Seven UN peacekeepers killed in fight against DRC rebels
Several DRC soldiers also killed or wounded in joint operation targeting Allied Democratic Forces fighters in northeast.
The United Nations says seven of its peacekeepers have been killed in the Democratic Republic of Congo (DRC), in a military operation with government forces against rebels in the country’s Ebola-hit northeast.
Several DRC soldiers were also killed or wounded in Wednesday’s joint operation targeting Allied Democratic Forces (ADF) rebels in the Beni region, North Kivu, according to Stephane Dujarric, UN spokesperson.
Ten UN peacekeepers were wounded and one was still missing, he added. An unknown number of ADF fighters were also killed or wounded.
Dujarric said six of the killed peacekeepers were from Malawi and one was from Tanzania.
The DRC’s volatile east is home to many armed groups, including ADF, vying for control of the mineral-rich region.

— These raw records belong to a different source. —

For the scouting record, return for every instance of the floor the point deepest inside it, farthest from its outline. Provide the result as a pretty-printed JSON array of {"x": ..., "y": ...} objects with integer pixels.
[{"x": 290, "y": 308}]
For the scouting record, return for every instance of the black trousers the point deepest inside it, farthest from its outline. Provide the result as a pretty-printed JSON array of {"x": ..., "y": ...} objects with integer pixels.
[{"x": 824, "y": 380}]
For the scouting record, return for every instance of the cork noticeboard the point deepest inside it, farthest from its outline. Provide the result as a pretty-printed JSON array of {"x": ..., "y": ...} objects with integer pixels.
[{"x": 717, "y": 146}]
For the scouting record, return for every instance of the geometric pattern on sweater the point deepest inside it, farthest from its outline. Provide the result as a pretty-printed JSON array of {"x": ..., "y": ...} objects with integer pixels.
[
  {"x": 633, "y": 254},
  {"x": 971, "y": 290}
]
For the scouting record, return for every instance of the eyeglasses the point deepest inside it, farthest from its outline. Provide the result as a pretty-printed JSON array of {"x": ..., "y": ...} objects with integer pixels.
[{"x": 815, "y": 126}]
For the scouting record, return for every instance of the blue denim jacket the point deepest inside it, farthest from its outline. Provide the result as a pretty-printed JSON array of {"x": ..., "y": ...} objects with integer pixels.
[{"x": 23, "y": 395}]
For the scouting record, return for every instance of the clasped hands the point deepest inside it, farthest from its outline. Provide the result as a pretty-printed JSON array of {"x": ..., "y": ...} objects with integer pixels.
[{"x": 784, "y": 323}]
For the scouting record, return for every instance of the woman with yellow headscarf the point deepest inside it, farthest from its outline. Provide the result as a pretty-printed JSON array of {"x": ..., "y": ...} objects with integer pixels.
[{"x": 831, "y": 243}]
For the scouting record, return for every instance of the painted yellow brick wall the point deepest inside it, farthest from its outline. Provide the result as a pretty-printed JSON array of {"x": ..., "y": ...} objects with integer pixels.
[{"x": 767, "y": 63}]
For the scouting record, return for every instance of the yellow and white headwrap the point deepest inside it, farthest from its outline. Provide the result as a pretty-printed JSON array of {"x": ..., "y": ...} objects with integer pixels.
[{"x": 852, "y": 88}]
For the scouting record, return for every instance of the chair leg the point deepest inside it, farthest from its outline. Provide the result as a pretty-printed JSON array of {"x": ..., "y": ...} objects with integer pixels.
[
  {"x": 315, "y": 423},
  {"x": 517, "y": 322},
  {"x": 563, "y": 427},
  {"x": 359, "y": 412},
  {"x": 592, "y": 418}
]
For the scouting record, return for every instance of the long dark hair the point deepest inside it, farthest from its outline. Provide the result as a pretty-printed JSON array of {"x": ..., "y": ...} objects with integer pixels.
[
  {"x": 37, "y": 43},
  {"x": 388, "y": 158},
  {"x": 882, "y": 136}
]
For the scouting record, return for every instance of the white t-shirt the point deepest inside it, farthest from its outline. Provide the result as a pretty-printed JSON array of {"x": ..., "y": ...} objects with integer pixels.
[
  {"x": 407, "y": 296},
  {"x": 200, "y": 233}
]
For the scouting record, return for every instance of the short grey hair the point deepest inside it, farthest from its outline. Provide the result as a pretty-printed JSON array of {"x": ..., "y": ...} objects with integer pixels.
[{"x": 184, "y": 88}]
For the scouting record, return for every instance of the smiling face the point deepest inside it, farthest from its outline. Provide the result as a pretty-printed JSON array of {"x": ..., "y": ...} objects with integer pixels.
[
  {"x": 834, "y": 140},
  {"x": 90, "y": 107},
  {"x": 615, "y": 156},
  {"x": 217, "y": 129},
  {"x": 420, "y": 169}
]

The ADF originated in Uganda as a rebel force against the government and carried out deadly bombings in the 1990s. A military campaign forced them to relocate to eastern DRC.

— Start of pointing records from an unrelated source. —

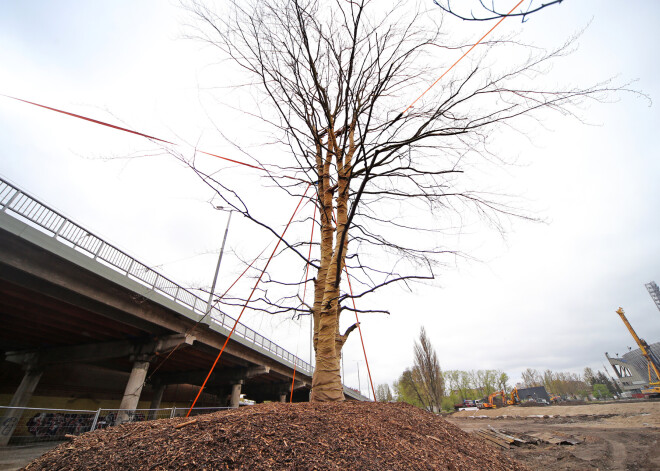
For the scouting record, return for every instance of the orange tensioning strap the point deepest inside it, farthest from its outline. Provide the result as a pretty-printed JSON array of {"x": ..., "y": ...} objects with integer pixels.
[
  {"x": 293, "y": 380},
  {"x": 90, "y": 119},
  {"x": 103, "y": 123},
  {"x": 248, "y": 300},
  {"x": 360, "y": 330},
  {"x": 192, "y": 329},
  {"x": 447, "y": 71}
]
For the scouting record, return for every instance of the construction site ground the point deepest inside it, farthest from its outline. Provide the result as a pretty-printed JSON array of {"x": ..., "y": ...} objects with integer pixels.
[{"x": 607, "y": 436}]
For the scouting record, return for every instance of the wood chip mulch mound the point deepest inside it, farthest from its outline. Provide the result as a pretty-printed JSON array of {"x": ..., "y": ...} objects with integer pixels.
[{"x": 341, "y": 436}]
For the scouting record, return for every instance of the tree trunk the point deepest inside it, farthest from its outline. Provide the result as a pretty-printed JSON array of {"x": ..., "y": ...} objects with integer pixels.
[{"x": 326, "y": 383}]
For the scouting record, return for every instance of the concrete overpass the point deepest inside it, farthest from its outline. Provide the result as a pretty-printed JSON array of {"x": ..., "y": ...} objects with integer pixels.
[{"x": 79, "y": 314}]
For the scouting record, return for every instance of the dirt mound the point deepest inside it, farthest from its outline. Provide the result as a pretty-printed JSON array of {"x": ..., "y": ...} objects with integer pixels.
[{"x": 350, "y": 435}]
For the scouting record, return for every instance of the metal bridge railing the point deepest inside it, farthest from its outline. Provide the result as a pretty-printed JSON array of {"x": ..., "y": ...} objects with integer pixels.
[{"x": 18, "y": 203}]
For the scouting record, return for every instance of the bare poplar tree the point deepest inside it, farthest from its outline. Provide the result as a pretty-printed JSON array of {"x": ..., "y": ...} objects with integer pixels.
[
  {"x": 429, "y": 383},
  {"x": 333, "y": 79}
]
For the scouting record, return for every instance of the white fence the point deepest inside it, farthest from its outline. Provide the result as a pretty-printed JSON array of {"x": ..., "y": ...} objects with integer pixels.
[{"x": 24, "y": 207}]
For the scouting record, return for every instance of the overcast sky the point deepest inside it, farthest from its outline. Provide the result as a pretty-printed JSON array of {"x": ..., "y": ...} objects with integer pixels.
[{"x": 545, "y": 297}]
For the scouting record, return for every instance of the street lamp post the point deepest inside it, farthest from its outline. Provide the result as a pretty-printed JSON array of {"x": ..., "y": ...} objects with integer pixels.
[{"x": 217, "y": 268}]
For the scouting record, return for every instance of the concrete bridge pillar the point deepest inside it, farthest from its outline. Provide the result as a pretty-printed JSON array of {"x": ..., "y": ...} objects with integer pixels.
[
  {"x": 133, "y": 388},
  {"x": 235, "y": 394},
  {"x": 159, "y": 390},
  {"x": 21, "y": 398}
]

Since October 2014, ADF rebels have been accused of killing more than 1,500 people in the Beni region.
UN investigators have blamed the ADF for carrying out the deadliest single assault on the UN peacekeeping mission in the DRC in almost 25 years.

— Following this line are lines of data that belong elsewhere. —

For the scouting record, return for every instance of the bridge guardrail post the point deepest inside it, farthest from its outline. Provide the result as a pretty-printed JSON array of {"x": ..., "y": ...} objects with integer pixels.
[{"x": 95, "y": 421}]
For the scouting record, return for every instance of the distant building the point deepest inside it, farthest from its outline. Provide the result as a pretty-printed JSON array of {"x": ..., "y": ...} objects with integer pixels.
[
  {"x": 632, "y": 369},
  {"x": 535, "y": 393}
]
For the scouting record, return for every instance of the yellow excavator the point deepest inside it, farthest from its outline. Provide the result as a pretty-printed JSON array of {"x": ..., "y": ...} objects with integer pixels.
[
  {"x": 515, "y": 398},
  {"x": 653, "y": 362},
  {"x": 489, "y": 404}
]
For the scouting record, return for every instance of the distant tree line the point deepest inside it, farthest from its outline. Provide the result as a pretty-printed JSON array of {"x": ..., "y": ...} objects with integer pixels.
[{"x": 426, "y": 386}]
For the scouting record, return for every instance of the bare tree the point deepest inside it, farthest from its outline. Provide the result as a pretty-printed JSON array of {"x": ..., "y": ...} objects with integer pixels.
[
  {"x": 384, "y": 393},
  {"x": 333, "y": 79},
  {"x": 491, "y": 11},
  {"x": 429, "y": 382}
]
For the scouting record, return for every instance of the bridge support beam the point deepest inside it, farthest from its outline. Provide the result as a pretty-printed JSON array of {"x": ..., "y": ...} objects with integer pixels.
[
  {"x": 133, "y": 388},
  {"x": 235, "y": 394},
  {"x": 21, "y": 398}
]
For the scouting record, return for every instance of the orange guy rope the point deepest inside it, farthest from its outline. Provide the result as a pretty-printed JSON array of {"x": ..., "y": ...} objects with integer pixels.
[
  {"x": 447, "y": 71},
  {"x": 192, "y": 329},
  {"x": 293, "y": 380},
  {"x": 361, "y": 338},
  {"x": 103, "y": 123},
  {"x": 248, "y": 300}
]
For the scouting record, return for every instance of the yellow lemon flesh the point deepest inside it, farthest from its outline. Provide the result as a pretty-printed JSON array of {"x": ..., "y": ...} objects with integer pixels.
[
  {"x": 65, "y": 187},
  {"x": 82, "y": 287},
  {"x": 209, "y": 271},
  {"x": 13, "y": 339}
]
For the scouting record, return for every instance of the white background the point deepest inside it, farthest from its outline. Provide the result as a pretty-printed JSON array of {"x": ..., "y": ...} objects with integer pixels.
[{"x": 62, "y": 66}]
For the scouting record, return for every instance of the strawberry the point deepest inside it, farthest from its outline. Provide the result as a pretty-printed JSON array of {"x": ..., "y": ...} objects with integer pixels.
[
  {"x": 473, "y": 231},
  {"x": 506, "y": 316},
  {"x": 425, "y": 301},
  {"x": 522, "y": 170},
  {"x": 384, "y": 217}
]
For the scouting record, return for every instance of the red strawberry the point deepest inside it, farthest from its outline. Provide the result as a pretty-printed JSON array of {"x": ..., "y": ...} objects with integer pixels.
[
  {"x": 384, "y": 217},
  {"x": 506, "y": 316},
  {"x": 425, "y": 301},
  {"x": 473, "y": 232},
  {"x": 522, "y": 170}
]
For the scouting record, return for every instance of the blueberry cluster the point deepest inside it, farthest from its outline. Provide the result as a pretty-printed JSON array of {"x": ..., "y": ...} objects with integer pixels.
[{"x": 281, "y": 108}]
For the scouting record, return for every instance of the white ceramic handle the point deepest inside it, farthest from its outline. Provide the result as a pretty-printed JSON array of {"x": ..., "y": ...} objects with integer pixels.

That attack on December 7, 2017 at a base in Semuliki near Beni killed at least 15 Tanzanian peacekeepers, wounded 43 others and left one peacekeeper missing.
In recent attacks, ADF rebels have also killed civilians and abducted children in the Beni region.
The rebel attacks have forced suspension of crucial efforts to contain the Ebola outbreak in some areas.
Peter Salama, the emergencies chief for the World Health Organization, predicted earlier this week that the outbreak, which has killed more than 200 people, would last at least another six months.
He said makeshift health facilities offering both traditional and modern treatment have become “major drivers” of the current, deadly transmission and are believed to be linked to more than half of the cases in Beni, the largest city affected by the current outbreak.
Salama said the current Ebola outbreak is “arguably the most difficult context that we’ve ever encountered”, pointing to activities of two armed rebel groups in the region.
UN Secretary-General Antonio Guterres called on all armed groups to stop “their destabilising activities” and “disarm immediately”, Dujarric said.
He also urged DRC authorities to apprehend and bring to justice the perpetrators of attacks against civilians, national security forces and UN peacekeepers, the spokesperson added.
Guterres gave strong backing to peacekeepers from Malawi and Tanzania “who continue to operate in an exceptionally difficult environment to protect local populations against the attacks of the ADF and other armed groups,” Dujarric said.